Strategy to boost women's access to financial services

The National Microfinance Bank (NMB) has been picked by UK's Department for International Development (DfID) to increase women's access to financial services.

The move comes at the time authorities are struggling to cut down the number of unbanked population. Banks penetration is estimated at 14 per cent.

NMB is the largest bank in Tanzania in term of foot print and profitability. The programme, involves two more banks which are Malawi's NBS Bank and Nigeria's Diamond Bank. 

It wants the three banks to manage 7.1 million US dollars (about 11.4bn/-) and bring over one million people from sub-Saharan Africa into the formal financial services sector.

This is being done through DfID's programme, Financial Sector Deepening Trust Africa (FSDT Africa), in partnership with a non-governmental organisation, Women's World Banking (WWB). 

During her recent visit to Tanzania, UK's Secretary of State, International Development Justine Greening, said DfID will invest 4.4million pounds (11.4bn/-) through WWB to enable women to access financial services.

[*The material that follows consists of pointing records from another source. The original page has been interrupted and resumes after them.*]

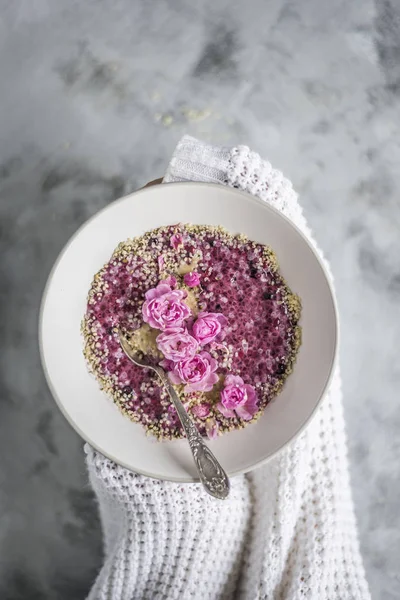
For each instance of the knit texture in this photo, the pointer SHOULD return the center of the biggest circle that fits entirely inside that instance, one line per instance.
(287, 530)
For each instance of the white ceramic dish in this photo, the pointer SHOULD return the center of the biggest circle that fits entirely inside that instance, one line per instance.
(93, 415)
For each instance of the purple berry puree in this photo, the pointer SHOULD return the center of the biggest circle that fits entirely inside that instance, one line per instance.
(238, 278)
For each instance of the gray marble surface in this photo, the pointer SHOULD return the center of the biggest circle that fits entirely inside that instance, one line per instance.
(94, 96)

"Investing in women in this way is hugely powerful," Ms Greening said. "We know that when a woman generates her own income she re-invests 90 per cent of it in her family." 

She added: "Women are an engine of growth and no country can fully develop unless women are economically empowered as well as men." The programme planned to run for over five years.

DfID will provide the money to WWB to fund a collaboration that will generate funds not only for low-income clients, especially women, but also for the institutions that serve them and the markets in which they operate.

Director of FSDT Africa, Mark Napier, in a statement, said WWB would focus on Nigeria, Malawi and Tanzania to create financial services specifically tailored to the unique needs of women, including innovative savings products and rural credit.

He said: "The partnership allows Women's World Banking to expand significantly the scope of its existing relationships with Diamond Bank in Nigeria, NBS of Malawi, and NMB in Tanzania. 

"By developing a programme that is commercially viable and sustainable, this collaboration will particularly illustrate the social and financial benefits of serving the women's market."

Mr Napier said besides support for bank-level organisational change, the partnership also incorporates a major knowledge sharing component through WWB that has decades of experience in promoting innovation in financial services for women across the globe. 

According to the Minister of Industry and Trade, Dr Abdallah Kigoda, there are more than three million small businesses in the country of which 54.3 per cent of participants are women.

"This in itself testifies the ability of the sector in narrowing the women exclusion gap in economic activities," Dr Kigoda said in a forward note of 'Micro, Small and Medium Enterprises in Tanzania' report of 2012 prepared by FSDT.